A specialized descendant of Homo erectus
Over a decade after the first H. floresiensis fossils were found in Liang Bua cave, Kaifu and his team unearthed a third set of bones in the So’a Basin, another location on the island of Flores — a handful of teeth much smaller than those of H. erectus, but not entirely dissimilar. Even more surprisingly, they were smaller than the teeth found at the original Liang Bua site. However, by themselves, teeth aren’t enough to determine the size of a hominid or their appearance. For that, scientists needed bones. Recently, the team found key evidence: a piece of an arm bone.
Through geomagnetic and isotopic analysis of surrounding rock layers, Kaifu and his team determined the new fossils were about 700,000 years old. After making casts of the samples, Kaifu and his team examined the proportions and dimensions of the arm fragment to determine the individual’s age and stature: a healthy, full-grown adult even shorter than LB1. Additionally, the arm bone was more structurally similar to that of other members of genus Homo, ruling out the possibility that the Flores hobbits were of the genus Australopithacus. As for the teeth, researchers compared the shape of the So’a teeth with known samples: H. floresiensis teeth from Liang Bua, H. erectus teeth from Java’s Sangiran site, and H. habilis teeth from Africa. They found that the So’a molars were very similar in shape to the Sangiran teeth, but comparable in size to the Liang Bua teeth. These similarities support the hypothesis that H. floresiensis is a direct evolutionary descendant of H. erectus, with the individuals at So’a Basin representing an earlier form of the species.

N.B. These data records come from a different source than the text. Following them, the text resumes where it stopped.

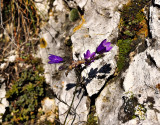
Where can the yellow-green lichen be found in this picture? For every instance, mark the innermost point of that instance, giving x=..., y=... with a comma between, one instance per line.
x=92, y=119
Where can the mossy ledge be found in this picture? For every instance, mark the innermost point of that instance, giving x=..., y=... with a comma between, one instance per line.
x=26, y=93
x=132, y=30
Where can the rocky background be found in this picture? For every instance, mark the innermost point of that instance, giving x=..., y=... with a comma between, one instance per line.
x=120, y=88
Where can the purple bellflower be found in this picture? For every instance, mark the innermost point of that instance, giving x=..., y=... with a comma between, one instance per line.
x=89, y=57
x=104, y=47
x=54, y=59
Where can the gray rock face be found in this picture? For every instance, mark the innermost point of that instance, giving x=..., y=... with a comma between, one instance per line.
x=100, y=23
x=139, y=97
x=98, y=72
x=154, y=22
x=81, y=102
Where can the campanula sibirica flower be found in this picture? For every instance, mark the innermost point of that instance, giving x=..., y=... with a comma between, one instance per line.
x=104, y=47
x=54, y=59
x=89, y=57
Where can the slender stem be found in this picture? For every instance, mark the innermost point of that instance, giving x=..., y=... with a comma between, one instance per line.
x=71, y=103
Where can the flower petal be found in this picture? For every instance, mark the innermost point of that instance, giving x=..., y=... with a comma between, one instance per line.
x=87, y=55
x=54, y=59
x=101, y=47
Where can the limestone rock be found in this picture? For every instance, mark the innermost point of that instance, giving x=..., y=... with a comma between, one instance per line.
x=81, y=103
x=108, y=104
x=99, y=71
x=154, y=22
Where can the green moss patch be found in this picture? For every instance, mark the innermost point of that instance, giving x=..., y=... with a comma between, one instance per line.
x=133, y=26
x=26, y=93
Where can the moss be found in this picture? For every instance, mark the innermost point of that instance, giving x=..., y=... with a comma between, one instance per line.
x=74, y=15
x=26, y=93
x=132, y=25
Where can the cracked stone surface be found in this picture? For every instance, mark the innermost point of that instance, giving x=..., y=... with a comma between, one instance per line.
x=91, y=35
x=113, y=103
x=81, y=103
x=3, y=101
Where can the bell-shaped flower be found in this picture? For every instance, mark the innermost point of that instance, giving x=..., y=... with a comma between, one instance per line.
x=104, y=47
x=89, y=57
x=54, y=59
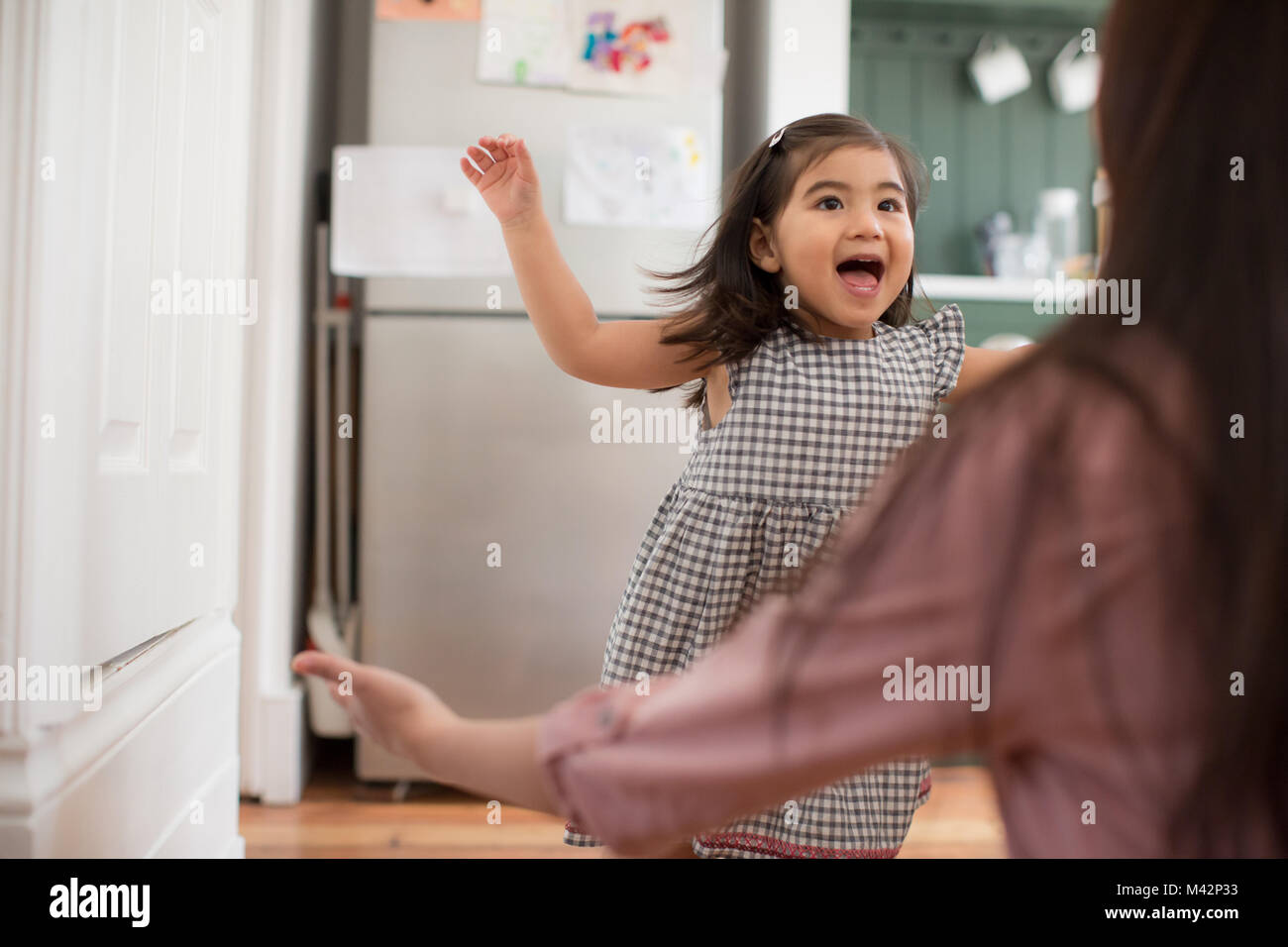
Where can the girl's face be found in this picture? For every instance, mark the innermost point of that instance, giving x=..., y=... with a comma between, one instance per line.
x=851, y=204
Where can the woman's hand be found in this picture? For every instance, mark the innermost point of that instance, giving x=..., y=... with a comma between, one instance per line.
x=400, y=714
x=509, y=179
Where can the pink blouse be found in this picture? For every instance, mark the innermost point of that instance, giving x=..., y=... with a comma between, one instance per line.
x=1085, y=613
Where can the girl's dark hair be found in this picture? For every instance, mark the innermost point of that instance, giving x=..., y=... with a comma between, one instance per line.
x=730, y=304
x=1198, y=215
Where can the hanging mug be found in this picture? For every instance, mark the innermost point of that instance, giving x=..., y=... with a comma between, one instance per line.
x=997, y=69
x=1074, y=78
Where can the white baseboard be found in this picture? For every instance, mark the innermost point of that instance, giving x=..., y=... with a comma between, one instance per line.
x=153, y=772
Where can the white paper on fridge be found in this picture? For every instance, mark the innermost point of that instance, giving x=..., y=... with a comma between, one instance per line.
x=636, y=176
x=523, y=43
x=632, y=47
x=410, y=211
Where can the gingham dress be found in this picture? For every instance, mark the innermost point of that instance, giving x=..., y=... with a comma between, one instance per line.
x=807, y=432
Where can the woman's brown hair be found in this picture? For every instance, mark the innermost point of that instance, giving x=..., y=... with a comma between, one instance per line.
x=730, y=304
x=1194, y=151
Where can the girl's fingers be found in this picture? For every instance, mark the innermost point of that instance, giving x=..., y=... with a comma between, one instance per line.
x=482, y=158
x=494, y=149
x=471, y=171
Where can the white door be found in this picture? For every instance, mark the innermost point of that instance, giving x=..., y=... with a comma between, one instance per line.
x=128, y=182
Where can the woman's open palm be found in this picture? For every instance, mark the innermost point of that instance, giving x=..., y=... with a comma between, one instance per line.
x=509, y=179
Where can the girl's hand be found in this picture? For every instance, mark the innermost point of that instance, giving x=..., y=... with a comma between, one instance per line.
x=509, y=179
x=400, y=714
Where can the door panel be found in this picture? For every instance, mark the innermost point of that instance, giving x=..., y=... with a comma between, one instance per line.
x=146, y=112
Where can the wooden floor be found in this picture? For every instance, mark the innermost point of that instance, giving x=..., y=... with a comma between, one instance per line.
x=342, y=817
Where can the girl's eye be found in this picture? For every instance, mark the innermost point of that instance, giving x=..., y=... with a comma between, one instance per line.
x=894, y=205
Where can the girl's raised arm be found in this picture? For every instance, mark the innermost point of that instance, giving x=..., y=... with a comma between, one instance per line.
x=619, y=355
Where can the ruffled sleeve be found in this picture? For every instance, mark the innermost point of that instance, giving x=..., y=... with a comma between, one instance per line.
x=945, y=341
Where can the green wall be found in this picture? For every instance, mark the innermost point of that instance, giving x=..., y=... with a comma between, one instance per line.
x=909, y=77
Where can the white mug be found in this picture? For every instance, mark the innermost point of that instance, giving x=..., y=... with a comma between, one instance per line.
x=1074, y=78
x=997, y=69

Although the So’a molars still lack several of the specific features associated with the Liang Bua Cave individuals, the So’a fossils are far older than those from Liang Bua (700,000 years old versus 80,000 years old). Therefore, it is possible that the distinguishing dental characteristics seen in LB1 and LB6 evolved later in the species’ history. This new finding dramatically changes the timeline of H. erectus migration and H. floresiensis evolution: in order for H. erectus to have had enough time to evolve into a new species half as tall, the initial migration to Flores must have taken place around 1 to 1.2 million years ago. Flores’s hobbits are therefore a much longer-lived species than previously thought, which sparks even more questions about the Flores hobbits — where they lived, and how their species managed to survive for so long. While there isn’t enough data to answer these questions yet, Kaifu and his team’s discovery brings hope to some researchers. Perhaps one day, paleoanthropologists will find more answers in new bones.